- Home menu icon, illustrating the "Table Tennis" and "Quick Draw" minigames
- Developer: Nintendo EPD
- Publisher: Nintendo
- Producer: Kouichi Kawamoto
- Composer: Maasa Miyoshi
- Platform: Nintendo Switch
- Release: March 3, 2017
- Genre: Party
- Mode: Multiplayer

= 1-2-Switch =

2017 video game

1-2-Switch is a 2017 party video game developed and published by Nintendo for the Nintendo Switch. It was released as a launch title for the system. The game uses the system's Joy-Con controllers, with players facing each other performing various minigames. By December 31, 2022, it sold over 3.74 million copies, ranking 40th in best-selling games on the platform.

A sequel, Everybody 1-2-Switch!, was released in 2023.

==Gameplay==
1-2-Switch is a party video game in which players do not usually rely on what is happening on-screen, but rather make use of audio cues and the functionality of the Switch's Joy-Con controllers to play in several different games. It features 28 different minigames, most of which involve two players, who each use one of the Joy-Con controllers and are often encouraged to look at each other during gameplay. Aside from tutorial videos for each game, players mostly rely solely on audio cues and feedback from the Joy-Con's rumble feature to indicate how well they are performing.

==Development==
After Nintendo announced the game at the Nintendo Switch event in January 2017, Nintendo showed off six of the minigames to the public. The game was also unveiled to show off Nintendo's innovative Joy-Con capabilities, through the HD Rumble and IR Motion Camera features.

As a way to promote the milking minigame and the Nintendo Switch, several representatives of Nintendo of America took part in a cow milking competition at a dairy farm in Woodstock, Vermont.

==Reception==

1-2-Switch received "mixed or average" reviews, according to review aggregator website Metacritic. Fellow review aggregator OpenCritic assessed that the game received weak approval, being recommended by only 10% of critics.

Upon the release of its initial trailer, several commentators compared the game to the WarioWare series. Ben Skipper of the International Business Times made note of the game's sexual innuendos.
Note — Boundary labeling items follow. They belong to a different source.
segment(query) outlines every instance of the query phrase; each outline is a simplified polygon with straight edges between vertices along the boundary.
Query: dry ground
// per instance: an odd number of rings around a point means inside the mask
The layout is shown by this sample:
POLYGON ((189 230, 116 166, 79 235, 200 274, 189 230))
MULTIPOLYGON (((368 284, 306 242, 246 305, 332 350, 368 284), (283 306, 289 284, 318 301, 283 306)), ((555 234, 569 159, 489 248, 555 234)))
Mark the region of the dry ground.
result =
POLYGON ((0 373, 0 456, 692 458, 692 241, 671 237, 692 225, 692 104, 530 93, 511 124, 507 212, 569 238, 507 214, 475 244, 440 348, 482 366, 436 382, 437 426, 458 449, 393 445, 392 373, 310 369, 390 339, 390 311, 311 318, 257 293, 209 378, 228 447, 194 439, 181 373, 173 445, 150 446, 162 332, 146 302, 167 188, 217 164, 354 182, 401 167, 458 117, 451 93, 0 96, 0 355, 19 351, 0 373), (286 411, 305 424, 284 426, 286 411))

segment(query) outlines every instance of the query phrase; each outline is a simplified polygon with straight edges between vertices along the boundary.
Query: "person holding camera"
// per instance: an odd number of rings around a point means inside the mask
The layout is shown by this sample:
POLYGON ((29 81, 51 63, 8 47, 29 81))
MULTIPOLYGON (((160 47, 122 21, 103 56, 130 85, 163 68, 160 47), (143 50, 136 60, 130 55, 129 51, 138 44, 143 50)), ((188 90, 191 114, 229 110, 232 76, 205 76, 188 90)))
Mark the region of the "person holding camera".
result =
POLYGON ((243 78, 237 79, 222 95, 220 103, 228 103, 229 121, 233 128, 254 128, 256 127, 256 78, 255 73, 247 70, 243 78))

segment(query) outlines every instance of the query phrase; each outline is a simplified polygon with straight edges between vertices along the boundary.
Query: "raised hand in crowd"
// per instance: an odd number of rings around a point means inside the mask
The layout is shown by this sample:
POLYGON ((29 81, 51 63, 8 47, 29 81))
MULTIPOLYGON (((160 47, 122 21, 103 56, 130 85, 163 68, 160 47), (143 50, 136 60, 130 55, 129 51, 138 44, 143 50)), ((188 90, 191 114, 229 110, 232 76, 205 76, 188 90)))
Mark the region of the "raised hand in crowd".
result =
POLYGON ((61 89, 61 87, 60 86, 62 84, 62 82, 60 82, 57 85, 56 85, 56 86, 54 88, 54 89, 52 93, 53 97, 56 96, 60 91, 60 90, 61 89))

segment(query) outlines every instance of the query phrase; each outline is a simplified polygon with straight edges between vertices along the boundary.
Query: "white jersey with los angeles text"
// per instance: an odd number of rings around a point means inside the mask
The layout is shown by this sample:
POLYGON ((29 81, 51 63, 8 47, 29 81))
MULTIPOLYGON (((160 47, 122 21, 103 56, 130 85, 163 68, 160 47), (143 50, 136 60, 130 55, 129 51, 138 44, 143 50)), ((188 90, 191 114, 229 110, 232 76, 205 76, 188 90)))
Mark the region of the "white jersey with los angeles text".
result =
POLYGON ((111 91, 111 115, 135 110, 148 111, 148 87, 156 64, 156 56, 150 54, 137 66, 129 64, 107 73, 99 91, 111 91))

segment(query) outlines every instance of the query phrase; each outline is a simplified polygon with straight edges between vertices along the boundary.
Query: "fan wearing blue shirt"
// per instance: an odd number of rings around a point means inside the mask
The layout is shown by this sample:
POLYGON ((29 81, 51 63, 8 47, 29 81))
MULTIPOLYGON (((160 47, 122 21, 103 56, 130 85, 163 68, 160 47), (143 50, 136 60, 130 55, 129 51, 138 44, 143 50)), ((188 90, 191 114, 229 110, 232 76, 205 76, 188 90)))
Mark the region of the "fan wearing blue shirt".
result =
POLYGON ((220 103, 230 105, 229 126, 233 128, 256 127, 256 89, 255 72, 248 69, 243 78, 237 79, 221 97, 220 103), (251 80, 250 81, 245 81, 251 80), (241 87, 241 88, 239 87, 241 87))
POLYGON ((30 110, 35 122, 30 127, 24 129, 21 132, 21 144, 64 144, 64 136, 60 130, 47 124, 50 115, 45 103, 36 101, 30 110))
Nintendo's decision to release the game separately from the system was criticized by several commentators, arguing that the game would be better off as a pack-in game, similarly to Wii Sports, although Nintendo stated that they opted to allow consumers to select a game to purchase rather than bundling one and increase the Switch's price so as to not disinterest consumers and compromise the console's sales. Cory Arnold of Destructoid criticized the lack of a true single-player mode, and said that the minigames were far worse than what was included in Wii Sports, arguing that they lacked any sort of progression.

Aggregate scores
| Aggregator | Score |
|---|---|
| Metacritic | 58/100 |
| OpenCritic | 10% recommend |

Review scores
| Publication | Score |
|---|---|
| Destructoid | 4.5/10 |
| Game Informer | 4/10 |
| GameSpot | 6/10 |
| IGN | 6.8/10 |
| Nintendo Life | 6/10 |
| Nintendo World Report | 6.5/10 |

===Sales===
By April 2017, Nintendo reported that 1-2-Switch had shipped nearly a million copies worldwide. By March 2018, that number had risen to over two million. By June 2019, total sales reached 3.01 million. The 2023 CESA Games White Papers revealed that 1-2-Switch had sold 3.74 million units, as of December 31, 2022.

===Accolades===

| Year | Award | Category | Result | Refs. |
| 2018 | National Academy of Video Game Trade Reviewers Awards | Control Design, 2D or Limited 3D | Nominated |  |
| Game, Music or Performance Based | Nominated |

==Sequel==

In June 2022, Fanbyte reported that a sequel to 1-2-Switch was in development. Tentatively titled Everybody's 1-2 Switch, the sequel was described as inspired by The Jackbox Party Pack series, featuring a collection of minigames that can be played with either traditional control methods or a smartphone. The game was reportedly received extremely poorly by playtesting groups, and while it was internally delayed for additional development time, empty game cases were already produced. While some within the company suggested including it as part of the Nintendo Switch Online + Expansion Pack membership, Nintendo executives planned to release the title as a standalone US$60 release.

Everybody 1-2-Switch! was officially announced on June 1, 2023, and was released on June 30, 2023.